Nationally, pets are a $40-billion to $45-billion-a-year business, and trade groups have gotten involved in the fight. The Pet Industry Joint Advisory Council has a plea on its website “urging those who support the right to have pets” to contact San Francisco officials “in opposition to this blatant anti-pet proposal.”

Even Fox News pundit Bill O’Reilly has joined the fray. San Franciscans, he blustered recently, are “kooks!” “Insane!” The proposal is “fascistic!” “You’re basically taking away people’s freedoms for this kind of far-left vision of Nirvana!”

This tempest in a water bowl began in April, when Philip Gerrie, backyard beekeeper and member of the animal commission, suggested that San Francisco go the way of West Hollywood and South Lake Tahoe.

Although the city has only one store that regularly sells puppies and about half a dozen that sell any animals or birds, Gerrie said, “large pet stores were considering moving into the city that do sell puppies.” A ban on puppy sales, he thought, was “preemptive” and “doable.”
But at the April animal commission meeting, the discussion turned to other animals that are euthanized, Gerrie said, “and that’s when we started thinking about what we call the smalls — hamsters, rats, guinea pigs, chinchillas, mice, five little furry things sold in pet stores.”
The matter came up again in May and June when bird activist Elizabeth Young begged commission members to add her feathered friends to the list of protected species.

“Birds are extremely intelligent and emotional,” Young, a volunteer with Mickaboo Companion Bird Rescue, told the panel. “All kept birds, no matter what kind, suffer horribly when not taken care of well.”

In July, a couple dozen heated speakers from both sides piped up during the meeting, which stretched to four hours, “but it felt like five,” Gerrie said.

Rick French, owner of the Animal Company in the swank Noe Valley neighborhood, said that during the meeting he rattled off a list of obscure San Francisco laws he’d found on the Internet. It’s illegal here “to wipe your windshield with dirty underwear…you can add to those, pet stores without pets.”

“It didn’t go over too well,” said French, who sells pet supplies and birds and is a cofounder of Protect Our Precious Animals.

The actual proposal has yet to be written, Gerrie said, and he’s a little cagey about just how far he plans to push the prohibition.

But this is his thinking so far: Cats and dogs would be out because of puppy mills and kitten factories. Birds would be out because of “their sensitivity and inappropriateness as pets; they are wild animals.” Hamsters, mice, rats, chinchillas and guinea pigs would be out because of high euthanasia rates.
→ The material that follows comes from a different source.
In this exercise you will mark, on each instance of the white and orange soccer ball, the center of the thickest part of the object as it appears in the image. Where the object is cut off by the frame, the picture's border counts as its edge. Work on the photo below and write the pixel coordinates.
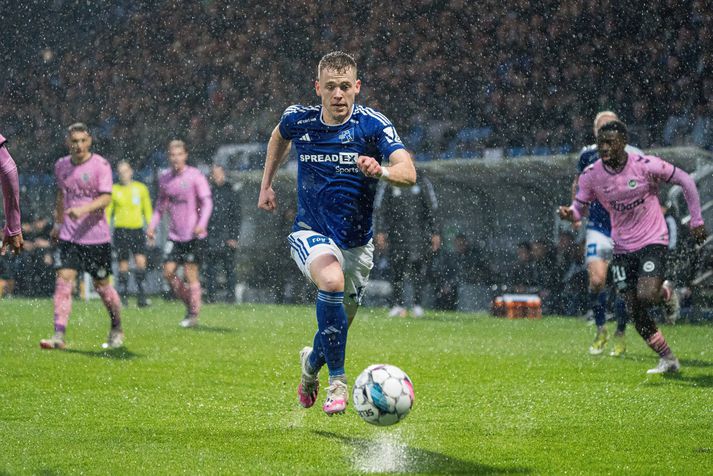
(383, 394)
Sales of bunnies and chicks were axed in San Francisco more than 30 years ago; you can thank Easter excesses and pint-sized attention spans for that.

That would pretty much leave the least cuddly creatures on pet store shelves — reptiles, amphibians, fish. The bottom line: If you want anything furry or feathered, go to a shelter or rescue group and adopt.

Wayne Pacelle, president of the Humane Society of the United States, said he is “not aware” of any other jurisdiction considering such a widespread ban. And he’s not sold on the San Francisco effort.

“I think the best thing would be to start with [banning] the sale of dogs and cats from these pet stores,” he said. With a broader ban, “I think you attract a set of additional opponents that sink an otherwise achievable goal.”

French, the longtime retailer, says he does not believe that banning animal sales would keep abandoned creatures out of harm’s way. What he does know is that it would imperil his business.

“If I don’t have a bird to sell,” said French, “I don’t sell a cage. I don’t sell bird toys. I don’t sell seed. But it’s about freedom of choice. If someone wants a bird, they’ll go to Berkeley. This will solve none of the problems the commission sees.”